Röportajın tam metnini okurlarımızın ilgisine sunuyoruz:
***
1-Öncelikle dergimize de ismini veren ve oldukça geniş bir anlam içeriğine sahip olan ‘eşik’ kavramı üzerine düşünmek istiyoruz. Farklı rivayetlerle atıfta bulunulan, “Biz Müslüman olduğumuzda bir eşikten geçtik ve cahiliyeye ait olan ne varsa onun ardında bıraktık” sözüne binaen, “eşik” kavramı bizler için ne ifade etmelidir?
Teşekkür ederim.
Sözlerime, Allah’ın adıyla ve O’na hamd ederek başlamak istiyorum.
‘Eşik’, çok güzel bir kelime... Sözcükler vardır, sadece konuşmaya araçtırlar; ihtiyacı giderecek kadar anlamları vardır. Bazı kelimeler ise konuşmanın nesnesi değil öznesidir adeta. Dolgu maddesi hiç değil, o kelimeler ile konuşulmaz sadece; dile gelir, kendisi konuşur kelimelerin. ‘Eşik’ ifadesi de öyle, anlam yüklü bir kelimedir. Bir sözcükten öte çağrışımlara sahip potansiyeliyle bende iz bırakmış kelimelerdendir.

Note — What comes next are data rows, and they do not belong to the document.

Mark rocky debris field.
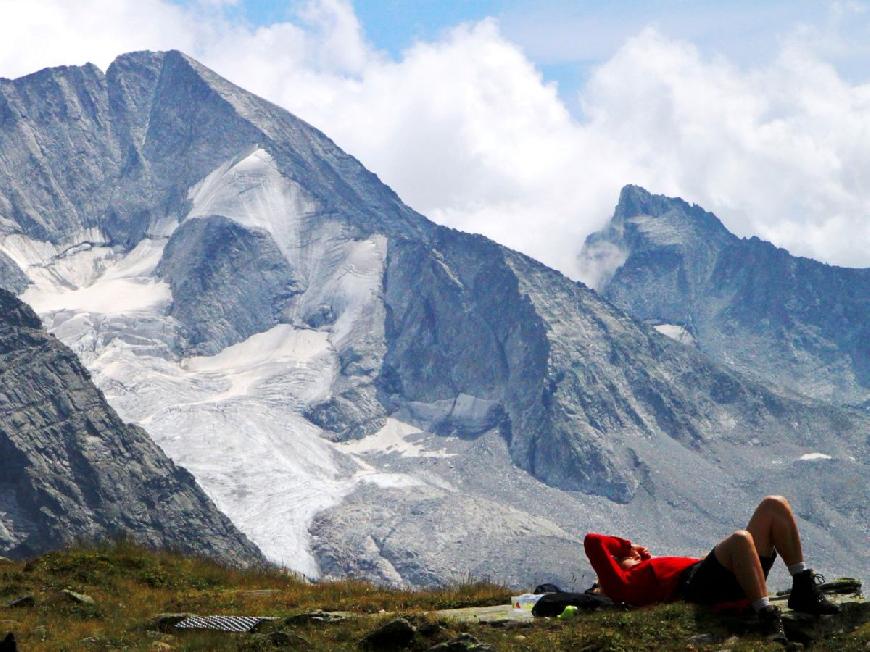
[0,544,870,652]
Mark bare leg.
[746,496,804,566]
[713,530,767,602]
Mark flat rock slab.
[434,604,534,624]
[175,616,277,632]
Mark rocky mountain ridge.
[0,290,262,565]
[581,186,870,405]
[0,52,868,585]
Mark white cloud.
[0,0,870,276]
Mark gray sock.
[788,561,810,575]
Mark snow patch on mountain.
[187,148,317,261]
[338,417,455,457]
[653,324,695,345]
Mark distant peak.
[616,184,691,217]
[613,184,734,237]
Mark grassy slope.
[0,544,870,652]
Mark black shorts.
[679,550,776,605]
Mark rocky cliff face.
[581,186,870,404]
[0,290,261,564]
[0,52,868,584]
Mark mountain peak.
[611,185,736,244]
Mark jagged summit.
[581,186,870,404]
[0,50,431,248]
[608,185,736,250]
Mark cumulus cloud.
[0,0,870,277]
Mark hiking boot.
[755,604,788,644]
[788,570,840,616]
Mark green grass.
[0,543,870,652]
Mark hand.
[631,544,652,559]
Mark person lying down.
[584,496,839,638]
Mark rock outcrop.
[581,186,870,405]
[0,290,262,565]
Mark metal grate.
[175,616,275,632]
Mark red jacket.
[583,532,699,607]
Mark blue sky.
[0,0,870,270]
[192,0,870,111]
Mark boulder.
[61,589,97,605]
[6,595,36,609]
[360,618,417,650]
[429,634,492,652]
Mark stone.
[360,618,417,650]
[429,633,492,652]
[284,609,352,625]
[148,612,196,632]
[61,589,97,606]
[150,641,175,652]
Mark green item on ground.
[556,604,577,620]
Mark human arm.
[583,532,649,602]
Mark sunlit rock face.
[0,52,868,587]
[0,290,262,565]
[581,186,870,405]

Eşik, hatırlattıklarıyla bir özgürlük ayracıdır. Eğer buradaki ayraç, zihinsel bir dönüşümü belirliyorsa, bu, aslî/köklü bir değişimi gösteriyor demektir. Değilse şayet, bir değişimden ziyade sadece yeni form söz konusudur. Eşiği bu anlam derinliğinde anlayabilmek için, önce konuşlanılan yerin; menşeî ne /neresi olduğuna dair bir farkındalığın olması lazım. Hangi halde idi, hangi hale dönüştü? sorularının eşik ile cevap bulması lazım. “Kapının eşiği” deriz değil mi? Yani burada, bir içeri bir de dışarı var demektir. Farklı bir izahla, sizin bir şeye iyi veya kötü diyebilmeniz için, öncelikle neyin iyi; neyin kötü olduğunu ve hatta “iyinin ne olduğunu” “kötünün ne olduğunu” bilmeniz gerekir. Eşik ayracıyla ilgili de aynı şekilde düşünmeliyiz kanaatimce. Ne, neresi ve hatta niçin sorularının kendisiyle cevap bulması gereken bir ayraçtır eşik.

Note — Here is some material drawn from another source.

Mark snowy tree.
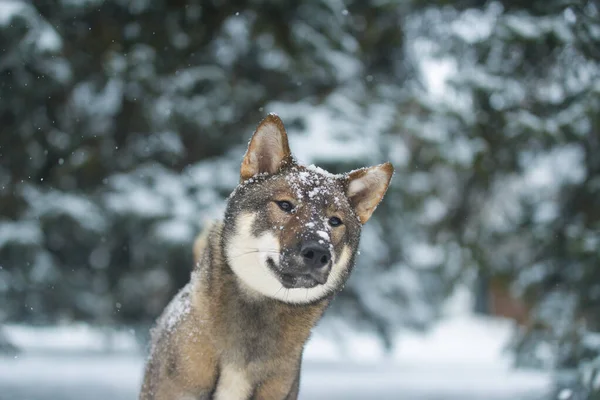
[410,1,600,386]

Cahiliyeden Müslüman kimliğe ayracı çok önemli ve de yerinde bir tespittir. Cahiliyeden İslam’a! Nereden nereye sorumuzun tam da cevabını burada buluyoruz! Kısa cümlenizde üç tane anahtar kelime vardır. ‘Müslüman’, ‘eşik’ ve ‘cahiliye’. Cahiliyeden İslam’a geçiş, içerikten yoksun; salt farklı bir kimliğin terennümü değildir malumunuz. Bu geçiş, zihinsel bir dönüşümün ifadesi olup bilinç düzeyinde hayata aksetmeyi temsil etmektedir. Yeni bir kimlik inşası içindir bu geçiş. Allah (cc)’ın, yeniden ve fakat son kez indirdiği vahyi ile insanlığın İslâm’a davet edilmesidir cahiliyeden İslâm’a geçiş!

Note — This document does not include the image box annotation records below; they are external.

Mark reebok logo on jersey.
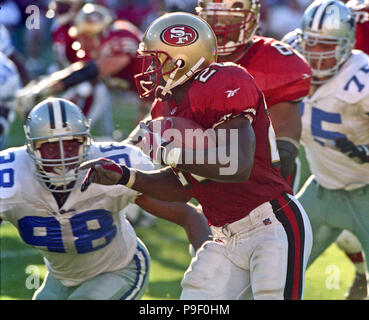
[225,88,241,98]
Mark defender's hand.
[79,158,124,192]
[335,138,369,163]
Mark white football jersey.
[0,142,153,286]
[301,50,369,190]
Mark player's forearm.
[131,168,190,202]
[95,55,131,77]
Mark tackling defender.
[81,13,311,299]
[0,98,209,300]
[196,0,311,192]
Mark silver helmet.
[297,0,356,84]
[24,98,91,192]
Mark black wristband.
[60,61,99,89]
[118,166,131,186]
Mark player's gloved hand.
[277,138,299,179]
[335,138,369,163]
[79,158,133,192]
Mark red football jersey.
[237,36,312,108]
[52,24,89,67]
[353,4,369,54]
[151,63,292,226]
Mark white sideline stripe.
[0,249,40,259]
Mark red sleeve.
[190,64,263,128]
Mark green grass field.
[0,102,354,300]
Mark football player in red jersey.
[80,12,312,300]
[336,0,369,300]
[52,3,147,125]
[47,0,85,68]
[281,0,369,300]
[196,0,311,192]
[344,0,369,54]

Burada, eşiği çağrıştırması cihetiyle hicreti zikredebiliriz. Hicret, bir anlamda eşikten geçme amelidir... Endülüs’ü fetheden komutan Tarık bin Ziyad gibi gemileri yakarak. Geriye doğru hiçbir beklenti duymadan, mal-mülkten, belki evlâd ü ıyâlden geçmektir hicret. Medineler kurmak için Mekke’den ayrılmak; niyet, amaç ve hedefle bir halden başka hale yürüyüştür. Şirkten tevhide yürüyüşle başlayan; gerektiğinde mekânlarda sürdürülen hicret, her an yeni eşikten geçmedir. Ya tevbe! Eşikte oluşun muhteşem bir başka ayracı… Hatadan, günahtan sıyrılmanın, arınıp temizlenmenin taahhüdü; suçun, hatanın itirafı ve pişmanlığın, günahtan teberri edişin ilanı olan tevbe, eşik bilenlerin amelidir! Tevbe, hoşnut olunmayan halden arzu edilen hale geçiş için Allah'a yakarış, ondan af dileyenlerin belirlediği çizgidir. Evet, asıl özün özü olan eşik, Lailahe illallah ile yaşanmaktadır. Reddettiğinin de kabul ettiğinin de farkında olmak, eşik bilmektir. Eşik arifesi, Lailahe ile belirleniyor; olmuş-olacak bütün sahte ilahlar red/inkâr ediliyor. Varılmak istenen darusselam, ebedi kurtuluş ise illallah ile hedefleniyor. Ebedi karanlıktan tükenmeyecek aydınlığa bir eşiktir Lailahe illallah…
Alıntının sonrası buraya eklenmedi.